The results show that the model performed well in fitting the cumulative cases while a poor fiiting is observed in case of daily number of cases. The daily data show that, there are many spikes which reduces the accuracy of predictability of the model. The model predicts that the total numer of infected persons may cross the 55000 mark if the current rate of daily new cases prevail, by the second week of June. The total number of people that can die based on the recent trends predict that it can surpass 1600 mark within second week of June.

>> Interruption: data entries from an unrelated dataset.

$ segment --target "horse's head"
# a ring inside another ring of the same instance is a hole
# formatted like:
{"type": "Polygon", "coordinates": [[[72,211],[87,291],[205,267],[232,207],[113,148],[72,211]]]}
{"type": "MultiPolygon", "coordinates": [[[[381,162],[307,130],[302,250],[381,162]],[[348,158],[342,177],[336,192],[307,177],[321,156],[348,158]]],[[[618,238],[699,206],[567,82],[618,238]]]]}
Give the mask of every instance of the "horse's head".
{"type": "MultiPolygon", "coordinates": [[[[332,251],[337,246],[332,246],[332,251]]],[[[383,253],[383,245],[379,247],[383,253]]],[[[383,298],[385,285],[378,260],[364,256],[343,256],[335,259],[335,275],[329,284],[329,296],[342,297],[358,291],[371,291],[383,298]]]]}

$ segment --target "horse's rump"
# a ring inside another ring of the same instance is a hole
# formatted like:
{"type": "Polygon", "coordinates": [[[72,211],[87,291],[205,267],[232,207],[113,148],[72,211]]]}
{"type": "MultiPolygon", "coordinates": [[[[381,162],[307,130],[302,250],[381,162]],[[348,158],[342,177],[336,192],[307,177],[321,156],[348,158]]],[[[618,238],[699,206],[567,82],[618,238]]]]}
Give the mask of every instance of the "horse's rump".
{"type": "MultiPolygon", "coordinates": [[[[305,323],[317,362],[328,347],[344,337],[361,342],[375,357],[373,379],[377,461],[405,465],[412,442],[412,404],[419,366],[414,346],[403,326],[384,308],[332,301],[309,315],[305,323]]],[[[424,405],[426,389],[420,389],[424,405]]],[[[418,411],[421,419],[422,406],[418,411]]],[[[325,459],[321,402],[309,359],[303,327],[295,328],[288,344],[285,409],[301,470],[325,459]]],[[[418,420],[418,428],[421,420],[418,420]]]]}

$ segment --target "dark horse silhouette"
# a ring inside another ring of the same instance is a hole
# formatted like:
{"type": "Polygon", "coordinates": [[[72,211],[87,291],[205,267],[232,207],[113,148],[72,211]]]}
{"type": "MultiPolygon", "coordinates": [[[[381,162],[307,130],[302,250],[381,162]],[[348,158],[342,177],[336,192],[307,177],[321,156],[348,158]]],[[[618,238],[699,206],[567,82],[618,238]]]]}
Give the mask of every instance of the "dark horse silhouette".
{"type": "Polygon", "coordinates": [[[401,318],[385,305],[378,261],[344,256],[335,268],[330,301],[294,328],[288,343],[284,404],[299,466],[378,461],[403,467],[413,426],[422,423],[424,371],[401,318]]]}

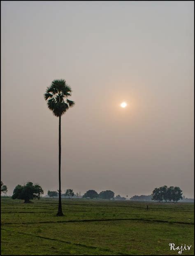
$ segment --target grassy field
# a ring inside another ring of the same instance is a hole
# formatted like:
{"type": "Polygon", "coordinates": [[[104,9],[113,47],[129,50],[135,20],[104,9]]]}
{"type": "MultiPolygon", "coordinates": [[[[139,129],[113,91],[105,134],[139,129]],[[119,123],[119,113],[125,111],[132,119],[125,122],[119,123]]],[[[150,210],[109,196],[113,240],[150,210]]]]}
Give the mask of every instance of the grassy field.
{"type": "Polygon", "coordinates": [[[23,202],[1,198],[2,255],[194,254],[193,204],[63,199],[56,217],[56,199],[23,202]]]}

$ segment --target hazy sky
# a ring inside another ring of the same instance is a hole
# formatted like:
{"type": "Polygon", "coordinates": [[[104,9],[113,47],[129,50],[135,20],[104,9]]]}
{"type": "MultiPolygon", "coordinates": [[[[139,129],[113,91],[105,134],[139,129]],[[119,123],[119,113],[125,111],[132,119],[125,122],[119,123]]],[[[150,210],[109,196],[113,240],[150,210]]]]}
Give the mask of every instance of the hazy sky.
{"type": "Polygon", "coordinates": [[[58,119],[43,95],[65,79],[62,190],[193,197],[193,1],[1,1],[1,180],[58,189],[58,119]],[[128,104],[123,109],[120,104],[128,104]]]}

Moreover if more spikes are in daily deaths and daily new cases then the total number of infected person may rise and there could be more delay in attaining flatennig of the curve. The spikes induces non-stationarity in the dataset making it difficult for regression models to acccurately predict. But we can say, that if in near future the spikes are controlled with strict physical distancing and containment measures then the flattening of the curve can be achieved by the end of 2^nd week of June.

4. Conclusion

The proposed methodolgy predicts the total number of COVID19 infected cases, total number of daily new cases, total number of deaths and total number of daily new deaths. The total number of recovered individuals is also predicted. Based on the recent trends, the future trends has been predicted using a robust machine learning model, the support vector regression. The SVR has been reported to outperform the consistency in predictabilty with respect to other linear, plynomial and logistic regression models. The variabilty in the dataset is addressed by the proposed methodolgy. The model has above 97% accuracy in predicting deaths, recovered, cumulative number of confirmed cases and 87% accuracy in predicting daily new cases. The disease spread is significantly high and if proper containment measures with physical distancing and hygeinity is maintained then we can reduce the spikes in the dataset and hence lower the rate of progression.

Declaration of Competing Interest

The authors declare that they have no known competing financial interests or personal relationships that could have appeared to influence the work reported in this paper.